Governments DO do good things!
By Shlomo Maital
American Republicans would have us believe that nothing, nothing about government is any good. We need less government, maybe even (if you’re a Tea Party fan) NO government, they say.
But Clyde Prestowitz (Reagan’s trade advisor), in his latest Foreign Policy blog, says otherwise.
“… the truth is that virtually none of America’s great inventors and entrepreneurs did it on their own. In the overwhelming majority of cases, they received taxpayer supported federal help along the way. For example, sometimes I ask audiences if any of them know who invented the Internet. Answer: the Defense Advanced Research Projects Agency (DARPA) which was the real inventor and developer of the basic Internet technology. Nor does anyone ever mention the National Science Foundation’s long years of nurturing the Internet before it became commercially viable.
Shale gas, too, could not have happened without government help, as Prestowitz shows.

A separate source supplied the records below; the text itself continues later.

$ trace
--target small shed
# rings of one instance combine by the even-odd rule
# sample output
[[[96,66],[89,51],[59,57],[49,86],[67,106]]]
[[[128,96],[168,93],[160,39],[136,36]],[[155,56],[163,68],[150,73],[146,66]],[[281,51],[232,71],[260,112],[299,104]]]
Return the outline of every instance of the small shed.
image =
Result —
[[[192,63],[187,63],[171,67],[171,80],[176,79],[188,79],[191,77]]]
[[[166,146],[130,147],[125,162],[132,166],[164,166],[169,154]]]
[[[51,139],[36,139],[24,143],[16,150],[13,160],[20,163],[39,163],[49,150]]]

“… the U.S. government spent billions over three decades to make shale gas and oil a reality. The effort began in the 1970s as a somewhat quixotic, patriotic undertaking by the government’s energy agencies and then the Department of Energy to respond to the oil crises of the time and to prevent the United States from becoming dependent on imported energy. Long known as lacking in innovation, the private companies of the energy industry showed little or no interest when the feds showed up offering them funds for joint research and development. Mostly, the oil and gas companies turned it down and told the feds to get lost. [The Government played a key role, providing: *The Eastern Gas Shales Project, a series of public-private shale drilling demonstration projects in the early 1970s in response to the energy crisis; * Collaboration with the Gas Research Institute (GRI), an industry research consortia that received partial funding and R&D oversight from the Federal Energy Regulatory Commission; * Early shale fracturing and directional drilling technologies developed by the Energy Research and Development Administration (ERDA, later the Department of Energy), the Bureau of Mines, and the Morgantown Energy Research Center (later the National Energy Technology Laboratory); * The Section 29 tax credit for unconventional gas production, in effect from 1980-2002; * Public subsidization and cost-sharing for demonstration projects, including the first successful multi-fracture horizontal drilling play 1986 and Mitchell Energy’s first horizontal well in 1991; * Three-dimensional microseismic imaging, a geologic mapping technology developed by Sandia National Laboratories.
Prestowitz reminds us to pause for a moment to thank our great bureaucrats, as well as of course the late George Mitchell, the entrepreneur whose passion created the natural gas generated by ‘fracking’ in America.